Montpelier, VT – The Vermont Natural Resources Council (VNRC) and Vermont Conservation Voters (VCV) applaud the Vermont Legislature for making historic investments in climate action, clean water, affordable housing, broadband, and other critical programs that will benefit Vermont’s people, environment, and communities. 

“We are in a historic moment. State lawmakers today committed to unprecedented levels of investment in a better and more equitable Vermont, as they allocated federal funds to fight climate change, build smart growth affordable housing, clean up polluted waters, and support the state’s farm and forest economy,” said Brian Shupe, Executive Director of VNRC.  “These investments will make Vermont’s communities, and our environment, stronger,” he continued.

By making strategic and forward-looking use of one-time federal funds from the American Rescue Plan Act (ARPA), the state budget includes significant investments in weatherization funding and clean energy programs for low- and moderate-income households; more affordable and accessible transportation options; and programs that will help ensure clean water for all while modernizing our outdated water infrastructure. The budget also invests in programs that will enhance affordable housing, and the economic viability of the state’s downtowns and village centers by promoting smart growth in these areas while maintaining natural areas and our working lands.

Job-Creating, Cost-Cutting Investments in Climate and Clean EnergyThe Legislature committed an unprecedented amount of funding: $250 million in climate and clean energy programs that will put Vermonters to work, save people money on their monthly energy bills and begin to address disproportionate energy burdens and other historic inequities. This historic investment in building a clean energy economy will be critical in the state’s successful implementation of the Climate Action Plan, which is being developed following the enactment of the Global Warming Solutions Act last fall. 

“This is a huge day for Vermont, as we meet the climate crisis head-on and work to build a healthier, more resilient, and more equitable economy together,” said Lauren Hierl, Executive Director of Vermont Conservation Voters.

The state budget included increased funding for low- and moderate-income weatherization programs, funding for low-income renewable energy programs, and support to help Vermonters and communities access clean and efficient energy solutions. The Transportation bill included increased incentives to help more people access high-efficiency and electric vehicles, EV charging stations, fare-free public transit, and electric bikes.

Unprecedented investments in clean water

Building on the state’s long-time commitment to cleaning up polluted waters and modernizing our water infrastructure, lawmakers today put forward an unprecedented level – $225 million – of clean water funding over the next three years.

The budget maintains the state’s critical annual investment in the Clean Water Fund, which is focused on cleaning up Lake Champlain and other polluted waters. The budget also allocated $115 million in ARPA funding to help modernize our drinking water and wastewater systems, address combined sewer overflows, remove toxic contaminants from water supplies, implement dam safety projects, and address other water infrastructure needs.

Significant investments in affordable housing and Vermont’s downtowns, working lands, parks, and natural areas

“In today’s budget, the Vermont Legislature made a strong commitment to supporting key economic revitalization, land conservation, and land use programs that further the state’s smart growth goals,” said VNRC’s Executive Director Brian Shupe. 
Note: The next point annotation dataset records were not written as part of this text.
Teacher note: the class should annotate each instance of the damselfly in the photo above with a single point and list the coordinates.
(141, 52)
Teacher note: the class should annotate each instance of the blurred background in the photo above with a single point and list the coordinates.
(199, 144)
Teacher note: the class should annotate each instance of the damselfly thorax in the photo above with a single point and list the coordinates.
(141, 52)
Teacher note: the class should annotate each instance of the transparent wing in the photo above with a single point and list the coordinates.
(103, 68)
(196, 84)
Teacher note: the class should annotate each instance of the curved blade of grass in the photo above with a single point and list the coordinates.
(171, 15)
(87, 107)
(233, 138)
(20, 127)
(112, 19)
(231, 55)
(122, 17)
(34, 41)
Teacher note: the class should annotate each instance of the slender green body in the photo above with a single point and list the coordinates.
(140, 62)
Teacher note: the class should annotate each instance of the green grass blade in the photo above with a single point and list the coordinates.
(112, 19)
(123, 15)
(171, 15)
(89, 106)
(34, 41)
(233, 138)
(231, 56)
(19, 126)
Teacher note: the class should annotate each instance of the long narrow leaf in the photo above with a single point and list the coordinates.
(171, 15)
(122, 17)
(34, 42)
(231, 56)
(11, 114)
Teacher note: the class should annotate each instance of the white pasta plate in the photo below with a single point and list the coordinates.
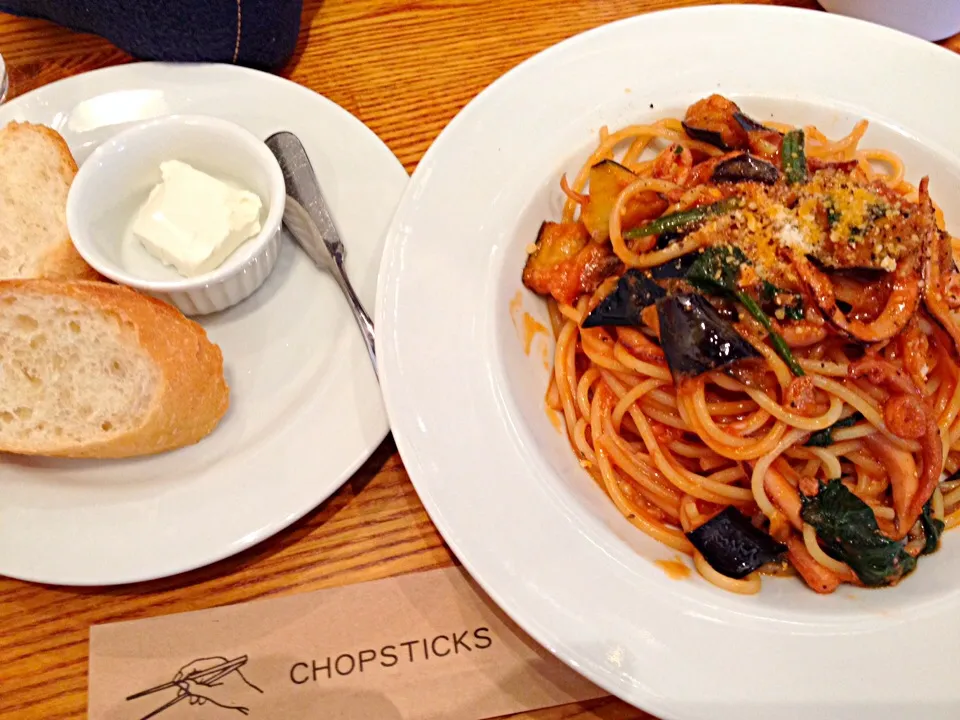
(465, 396)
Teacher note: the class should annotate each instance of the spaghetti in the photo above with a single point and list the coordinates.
(756, 353)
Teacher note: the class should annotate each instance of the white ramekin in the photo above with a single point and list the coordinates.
(928, 19)
(116, 179)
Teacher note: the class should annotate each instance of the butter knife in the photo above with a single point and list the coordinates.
(308, 219)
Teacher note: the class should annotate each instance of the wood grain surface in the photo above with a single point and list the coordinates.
(404, 68)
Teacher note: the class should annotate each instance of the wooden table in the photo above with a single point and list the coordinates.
(405, 69)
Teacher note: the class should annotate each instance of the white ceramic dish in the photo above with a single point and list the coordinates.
(499, 478)
(114, 183)
(927, 19)
(305, 403)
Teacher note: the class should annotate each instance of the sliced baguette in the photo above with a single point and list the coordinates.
(36, 170)
(90, 369)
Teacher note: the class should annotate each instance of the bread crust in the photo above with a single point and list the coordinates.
(192, 394)
(61, 262)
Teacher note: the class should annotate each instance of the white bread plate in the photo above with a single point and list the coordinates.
(305, 406)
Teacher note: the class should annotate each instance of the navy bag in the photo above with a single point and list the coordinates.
(255, 33)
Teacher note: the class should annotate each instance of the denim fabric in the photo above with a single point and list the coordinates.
(256, 33)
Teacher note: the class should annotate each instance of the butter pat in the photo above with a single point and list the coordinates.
(192, 221)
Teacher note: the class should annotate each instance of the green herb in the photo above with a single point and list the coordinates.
(717, 270)
(795, 310)
(833, 215)
(932, 529)
(683, 219)
(823, 438)
(876, 211)
(848, 531)
(769, 293)
(793, 157)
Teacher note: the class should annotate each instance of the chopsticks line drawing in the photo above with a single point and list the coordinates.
(202, 677)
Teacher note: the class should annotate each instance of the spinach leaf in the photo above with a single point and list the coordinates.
(932, 529)
(848, 530)
(717, 270)
(823, 438)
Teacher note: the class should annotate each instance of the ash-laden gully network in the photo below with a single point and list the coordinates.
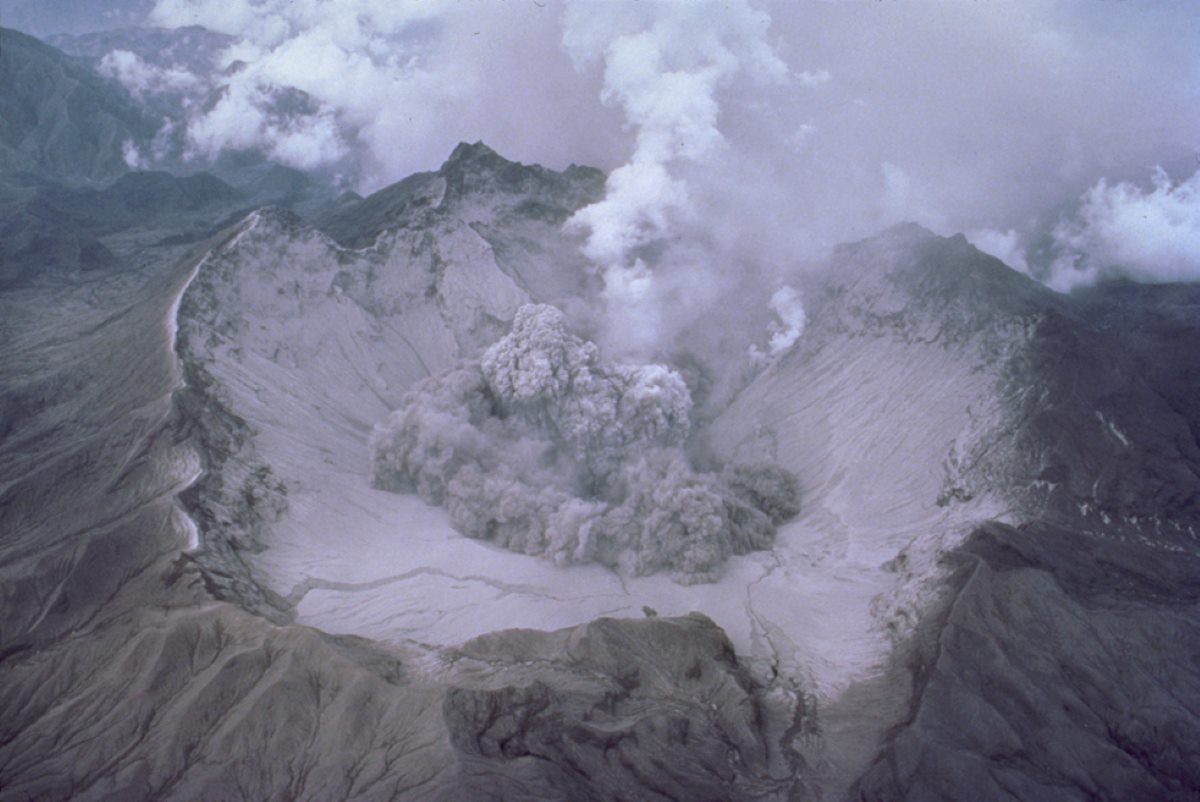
(335, 503)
In particular, Shupe cited a historic multi-year investment for the Vermont Housing and Conservation Board at $94 million, and one-time increases of $3 million for the Working Lands Enterprise Fund and $2 million to state parks. Other programs were funded that support our downtowns and villages: $1.5 million for the Better Places programs, $5 million for transportation grants in Vermont’s downtowns and villages, and $11 million to clean-up contaminated “brownfield” sites.

“We are pleased to see the Legislature’s strong commitment to investing in Vermont’s communities – including our historic downtowns and villages, enhancing access to affordable housing, while protecting natural areas and our working lands. These expenditures are especially important as we recover from the COVID-19 pandemic and prepare for other health, economic, and environmental challenges that lie ahead,” said Shupe. 

Hierl added, “The budget passed by the Legislature today makes an unprecedented and important statement about the need to invest in climate action, clean water, broadband, affordable housing, and the economic viability of our downtowns and working lands. We are celebrating this moment, and we also look forward to partnering with the state of Vermont as we make the most of this opportunity to build a foundation toward a more sustainable and equitable state.”